The drama in each of these shows is so intense that I stare at the television screen every Thursday, gripping the edge of my seat and waiting for the commercial break to end. While I want to congratulate Rhimes for breaking viewership records, I’ve always been uneasy about the characters the lead actors play. In “Scandal” and “HTGAWM,” the leading ladies, while powerful and successful, are emotionally unstable — without a man, these women are completely helpless.
Television producer and screenwriter Shonda Rhimes has taken over ABC, producing some of the best television dramas with some of the highest ratings on network television. Each show often brings in over eight million viewers, according to Entertainment Weekly, and I can’t go on Twitter without my newsfeed flooding with #Shondaland and #TGIT tweets every Thursday.
When women in television are in a position of power, their success usually comes with a price. Time and time again on our television screens, we see that women are not allowed to be successful without a man by their side.
In real life, women are independent and have the power to make their own decisions, but in popular television shows like “Scandal” and “HTGAWM,” that is not the case.
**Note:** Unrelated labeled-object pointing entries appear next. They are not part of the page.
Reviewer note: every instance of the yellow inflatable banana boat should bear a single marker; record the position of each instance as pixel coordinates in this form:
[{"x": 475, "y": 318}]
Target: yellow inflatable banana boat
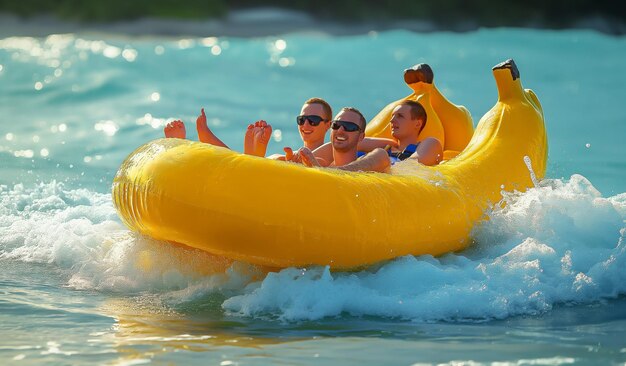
[{"x": 280, "y": 214}]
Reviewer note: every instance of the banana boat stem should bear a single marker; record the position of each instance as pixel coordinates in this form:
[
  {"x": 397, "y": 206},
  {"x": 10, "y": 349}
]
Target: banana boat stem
[{"x": 508, "y": 81}]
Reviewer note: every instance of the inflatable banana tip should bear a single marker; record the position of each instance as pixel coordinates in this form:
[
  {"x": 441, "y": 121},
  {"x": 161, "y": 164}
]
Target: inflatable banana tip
[{"x": 419, "y": 73}]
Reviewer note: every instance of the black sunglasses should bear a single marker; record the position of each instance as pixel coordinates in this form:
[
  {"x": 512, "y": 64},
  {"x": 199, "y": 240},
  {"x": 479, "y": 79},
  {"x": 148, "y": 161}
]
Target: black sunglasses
[
  {"x": 347, "y": 126},
  {"x": 313, "y": 120}
]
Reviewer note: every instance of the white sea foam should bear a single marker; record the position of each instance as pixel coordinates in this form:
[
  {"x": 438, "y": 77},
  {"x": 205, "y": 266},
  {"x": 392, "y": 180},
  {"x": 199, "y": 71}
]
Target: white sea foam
[{"x": 560, "y": 242}]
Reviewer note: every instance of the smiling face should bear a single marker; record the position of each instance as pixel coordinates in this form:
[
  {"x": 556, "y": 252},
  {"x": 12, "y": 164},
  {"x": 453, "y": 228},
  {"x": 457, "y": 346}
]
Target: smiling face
[
  {"x": 313, "y": 134},
  {"x": 343, "y": 140},
  {"x": 403, "y": 126}
]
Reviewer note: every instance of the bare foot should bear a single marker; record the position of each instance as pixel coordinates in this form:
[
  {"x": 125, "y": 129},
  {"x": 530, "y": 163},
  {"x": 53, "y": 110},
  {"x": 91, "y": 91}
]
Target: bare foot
[
  {"x": 248, "y": 141},
  {"x": 204, "y": 132},
  {"x": 262, "y": 135},
  {"x": 175, "y": 129}
]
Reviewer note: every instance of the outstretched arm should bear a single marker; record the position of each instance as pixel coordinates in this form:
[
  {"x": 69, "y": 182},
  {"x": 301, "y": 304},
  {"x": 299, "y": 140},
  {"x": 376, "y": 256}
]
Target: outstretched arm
[{"x": 375, "y": 161}]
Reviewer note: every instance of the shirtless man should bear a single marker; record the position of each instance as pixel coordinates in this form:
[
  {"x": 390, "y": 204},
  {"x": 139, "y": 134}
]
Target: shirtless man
[
  {"x": 313, "y": 123},
  {"x": 348, "y": 129}
]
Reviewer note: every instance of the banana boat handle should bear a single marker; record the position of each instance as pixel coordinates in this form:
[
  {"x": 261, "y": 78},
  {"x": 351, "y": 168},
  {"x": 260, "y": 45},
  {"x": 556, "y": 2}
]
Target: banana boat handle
[{"x": 279, "y": 215}]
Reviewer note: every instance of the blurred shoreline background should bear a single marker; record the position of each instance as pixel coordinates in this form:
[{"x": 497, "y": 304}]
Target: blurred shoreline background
[{"x": 247, "y": 18}]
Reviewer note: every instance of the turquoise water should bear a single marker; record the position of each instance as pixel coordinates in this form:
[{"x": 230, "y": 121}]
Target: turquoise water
[{"x": 545, "y": 282}]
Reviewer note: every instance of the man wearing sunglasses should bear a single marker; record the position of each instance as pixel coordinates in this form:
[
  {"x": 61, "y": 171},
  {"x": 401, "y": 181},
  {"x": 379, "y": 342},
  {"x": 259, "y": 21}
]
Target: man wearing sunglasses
[{"x": 347, "y": 130}]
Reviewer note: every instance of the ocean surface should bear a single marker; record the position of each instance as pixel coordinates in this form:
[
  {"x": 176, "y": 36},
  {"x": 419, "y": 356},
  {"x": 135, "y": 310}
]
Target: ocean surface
[{"x": 544, "y": 283}]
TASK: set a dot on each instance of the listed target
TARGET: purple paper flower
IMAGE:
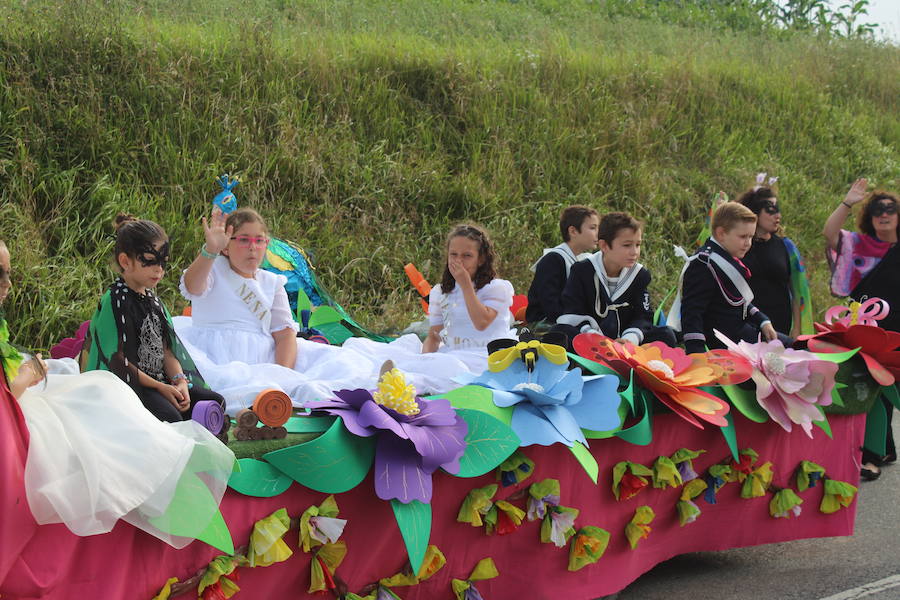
(411, 445)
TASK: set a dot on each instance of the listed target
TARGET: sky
(886, 13)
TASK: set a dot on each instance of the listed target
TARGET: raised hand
(217, 235)
(857, 191)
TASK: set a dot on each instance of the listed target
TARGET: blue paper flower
(553, 404)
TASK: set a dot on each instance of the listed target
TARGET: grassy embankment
(362, 130)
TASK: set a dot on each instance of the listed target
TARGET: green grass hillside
(362, 130)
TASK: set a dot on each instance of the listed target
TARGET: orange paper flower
(673, 376)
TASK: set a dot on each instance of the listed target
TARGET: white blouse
(450, 311)
(231, 301)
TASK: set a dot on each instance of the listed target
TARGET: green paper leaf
(641, 433)
(192, 499)
(744, 400)
(836, 396)
(730, 435)
(876, 429)
(836, 357)
(593, 366)
(489, 442)
(414, 521)
(335, 333)
(890, 391)
(823, 424)
(323, 315)
(309, 424)
(477, 397)
(259, 479)
(332, 463)
(586, 460)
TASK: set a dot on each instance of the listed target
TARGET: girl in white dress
(241, 333)
(468, 309)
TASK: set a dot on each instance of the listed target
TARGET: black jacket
(710, 300)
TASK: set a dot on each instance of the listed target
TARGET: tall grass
(362, 130)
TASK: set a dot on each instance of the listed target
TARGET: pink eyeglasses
(245, 241)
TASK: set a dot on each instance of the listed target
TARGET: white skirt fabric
(431, 373)
(96, 455)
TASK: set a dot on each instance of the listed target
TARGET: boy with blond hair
(713, 292)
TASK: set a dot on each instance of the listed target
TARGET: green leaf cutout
(259, 479)
(323, 315)
(182, 517)
(332, 463)
(823, 424)
(730, 435)
(477, 397)
(309, 424)
(593, 366)
(744, 400)
(586, 460)
(414, 521)
(489, 442)
(836, 357)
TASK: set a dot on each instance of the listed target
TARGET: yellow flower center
(394, 393)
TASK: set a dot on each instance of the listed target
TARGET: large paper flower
(551, 403)
(673, 376)
(791, 385)
(415, 436)
(879, 348)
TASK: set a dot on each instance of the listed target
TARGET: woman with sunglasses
(773, 261)
(866, 264)
(241, 333)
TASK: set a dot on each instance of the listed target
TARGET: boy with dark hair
(608, 293)
(578, 226)
(713, 292)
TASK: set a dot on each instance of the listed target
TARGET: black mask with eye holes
(159, 257)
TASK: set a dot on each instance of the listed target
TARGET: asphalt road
(864, 565)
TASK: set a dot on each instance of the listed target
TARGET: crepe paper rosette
(879, 348)
(716, 476)
(629, 479)
(320, 525)
(541, 496)
(639, 527)
(465, 589)
(503, 518)
(433, 562)
(218, 580)
(684, 462)
(588, 546)
(791, 385)
(836, 495)
(407, 438)
(266, 544)
(757, 481)
(550, 403)
(808, 475)
(476, 505)
(671, 375)
(687, 509)
(785, 504)
(665, 473)
(558, 525)
(515, 469)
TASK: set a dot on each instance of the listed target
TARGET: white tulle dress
(463, 348)
(96, 455)
(229, 337)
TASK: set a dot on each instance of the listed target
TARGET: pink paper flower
(791, 385)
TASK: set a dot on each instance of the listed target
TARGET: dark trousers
(164, 410)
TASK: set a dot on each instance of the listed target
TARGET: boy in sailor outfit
(713, 292)
(607, 293)
(578, 226)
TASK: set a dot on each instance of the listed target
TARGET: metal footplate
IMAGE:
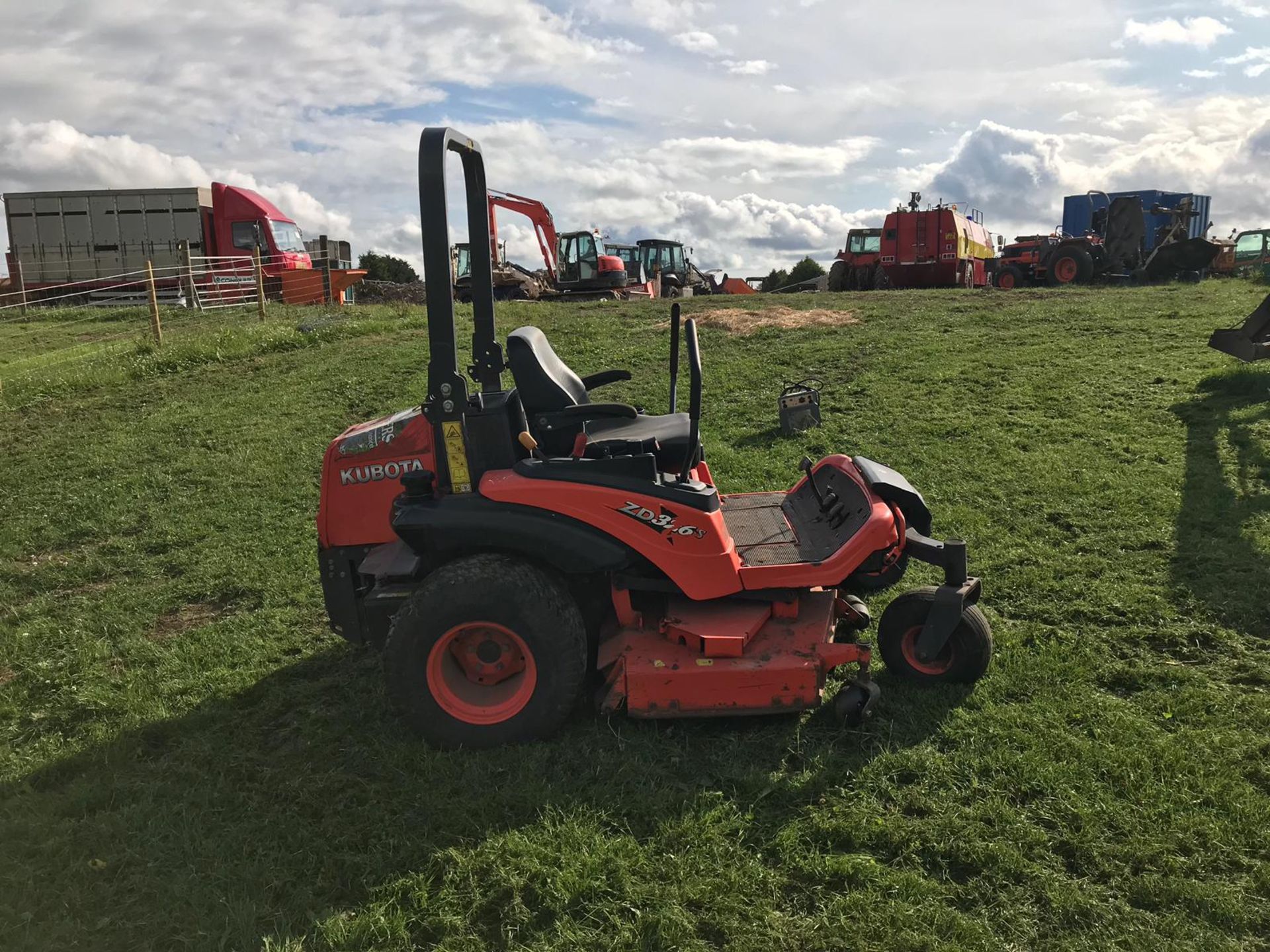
(952, 598)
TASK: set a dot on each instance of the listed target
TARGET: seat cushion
(545, 382)
(669, 430)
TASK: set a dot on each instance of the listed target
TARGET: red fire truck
(933, 248)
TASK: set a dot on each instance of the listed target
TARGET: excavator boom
(544, 227)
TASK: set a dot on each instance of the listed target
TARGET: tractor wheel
(489, 651)
(1071, 266)
(840, 276)
(875, 575)
(964, 658)
(1009, 277)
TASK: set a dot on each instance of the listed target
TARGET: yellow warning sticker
(456, 456)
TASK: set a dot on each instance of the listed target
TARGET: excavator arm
(544, 227)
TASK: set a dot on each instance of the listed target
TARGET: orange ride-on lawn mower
(511, 546)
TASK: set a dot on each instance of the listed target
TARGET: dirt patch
(186, 619)
(736, 320)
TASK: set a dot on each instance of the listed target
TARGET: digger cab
(583, 263)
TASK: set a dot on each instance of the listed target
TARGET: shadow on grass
(265, 813)
(1226, 489)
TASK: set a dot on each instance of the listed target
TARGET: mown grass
(190, 761)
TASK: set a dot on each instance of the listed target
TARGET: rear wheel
(1010, 277)
(1071, 266)
(489, 651)
(964, 656)
(840, 276)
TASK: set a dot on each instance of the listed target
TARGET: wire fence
(50, 328)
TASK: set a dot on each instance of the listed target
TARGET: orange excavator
(577, 262)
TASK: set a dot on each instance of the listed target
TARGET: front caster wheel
(964, 656)
(855, 702)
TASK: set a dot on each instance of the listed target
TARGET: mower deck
(727, 656)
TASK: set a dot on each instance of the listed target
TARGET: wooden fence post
(189, 274)
(259, 282)
(22, 286)
(154, 302)
(325, 270)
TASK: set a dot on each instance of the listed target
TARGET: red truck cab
(240, 220)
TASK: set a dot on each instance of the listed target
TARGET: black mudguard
(892, 487)
(440, 530)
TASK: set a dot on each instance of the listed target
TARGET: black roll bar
(675, 356)
(435, 143)
(690, 457)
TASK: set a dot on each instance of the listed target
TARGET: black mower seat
(549, 389)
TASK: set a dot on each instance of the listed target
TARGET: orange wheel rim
(940, 664)
(482, 673)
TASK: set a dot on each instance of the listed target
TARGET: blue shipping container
(1079, 211)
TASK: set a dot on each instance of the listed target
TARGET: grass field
(190, 760)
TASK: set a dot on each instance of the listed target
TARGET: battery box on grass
(799, 407)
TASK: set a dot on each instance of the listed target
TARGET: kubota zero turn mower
(507, 545)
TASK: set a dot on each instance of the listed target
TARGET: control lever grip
(826, 500)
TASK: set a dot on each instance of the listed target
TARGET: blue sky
(757, 132)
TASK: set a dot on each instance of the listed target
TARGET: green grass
(190, 760)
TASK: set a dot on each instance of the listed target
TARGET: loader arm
(534, 210)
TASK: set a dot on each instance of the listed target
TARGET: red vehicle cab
(241, 220)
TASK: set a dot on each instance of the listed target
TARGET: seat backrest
(544, 381)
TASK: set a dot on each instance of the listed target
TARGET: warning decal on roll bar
(456, 456)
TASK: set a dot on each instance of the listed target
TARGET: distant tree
(777, 280)
(386, 268)
(804, 270)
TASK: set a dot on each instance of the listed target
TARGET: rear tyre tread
(494, 588)
(1083, 266)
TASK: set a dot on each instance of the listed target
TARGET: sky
(757, 132)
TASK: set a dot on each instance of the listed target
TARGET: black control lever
(826, 500)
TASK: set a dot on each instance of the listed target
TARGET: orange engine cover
(361, 476)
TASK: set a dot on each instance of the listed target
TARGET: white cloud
(748, 67)
(1248, 9)
(1194, 31)
(762, 159)
(697, 41)
(1255, 60)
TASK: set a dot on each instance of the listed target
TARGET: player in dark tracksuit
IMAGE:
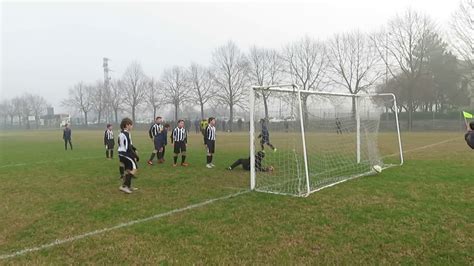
(155, 132)
(246, 163)
(128, 155)
(109, 142)
(469, 136)
(265, 136)
(67, 136)
(164, 134)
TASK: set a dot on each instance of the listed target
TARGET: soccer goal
(318, 139)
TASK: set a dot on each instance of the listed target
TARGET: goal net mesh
(342, 138)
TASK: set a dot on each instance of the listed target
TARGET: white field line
(118, 226)
(422, 147)
(50, 162)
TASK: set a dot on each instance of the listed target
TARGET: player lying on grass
(469, 136)
(127, 154)
(258, 163)
(265, 136)
(180, 139)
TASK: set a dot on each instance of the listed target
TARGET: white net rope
(334, 151)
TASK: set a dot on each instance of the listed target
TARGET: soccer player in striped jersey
(109, 142)
(210, 138)
(127, 154)
(164, 134)
(155, 132)
(180, 139)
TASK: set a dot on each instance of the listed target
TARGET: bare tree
(153, 92)
(230, 69)
(402, 48)
(38, 105)
(99, 99)
(115, 100)
(80, 97)
(265, 68)
(134, 87)
(201, 82)
(306, 63)
(353, 62)
(175, 89)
Women watch these shows and are conditioned to believe that, in order to achieve a certain level of prosperity, they must satisfy society’s misogynist view of the world and gain the approval of a man.
Kerry Washington plays the irresistible Olivia Pope in “Scandal.” Even though she is powerful and successful, she seems to be nothing without a man by her side.
Olivia is the president’s mistress and finds any excuse she can to justify sleeping with a married man. Every move she makes is either dictated by a man or done to please a man. The lack of respect she has for herself is completely disgusting.
In order to keep her sleazy affair with the president, she is willing to sacrifice her integrity and her job. Olivia works hard to tackle her task, but she tends to put men first. After jeopardizing her dignity in the past four seasons, her decisions are now completely made upon the approval of a man. This is a trend in many of the Rhime’s television dramas that star women.
In “HTGAWM,” Viola Davis plays the devious, yet powerful attorney and law professor, Annalise Keating. Keating embraces strength, but lacks independence. She is completely mentally and emotionally beaten down without a man by her side. Throughout the show, she spends her time begging for attention from her husband and the man she was sleeping with. She implies that she does not know how to make it in the world without them.
In both “Scandal” and “HTGAWM,” the lead characters are portrayed as women who only know how to be a mistress to a man. I would enjoy seeing a show that valued a strong, independent woman making her way in the world on her own.
Men are great, but television tends to get it confused — men are not the key to a woman’s success and happiness. I would like to see television give women more credit. We are fearless and self-empowering all on our own. There is nothing wrong with showing a woman next to her man, but when television decides that she is nothing without him, then we have a problem.
Television attempts to use women’s emotions as a form of weakness, instead of a sign of character, and there is always a man in a higher position of power. Watching Rhime’s best television dramas excites me, but they are also a reminder that, in the eyes of society, women are at the bottom of the food chain. We are seen as bossy, but never the boss.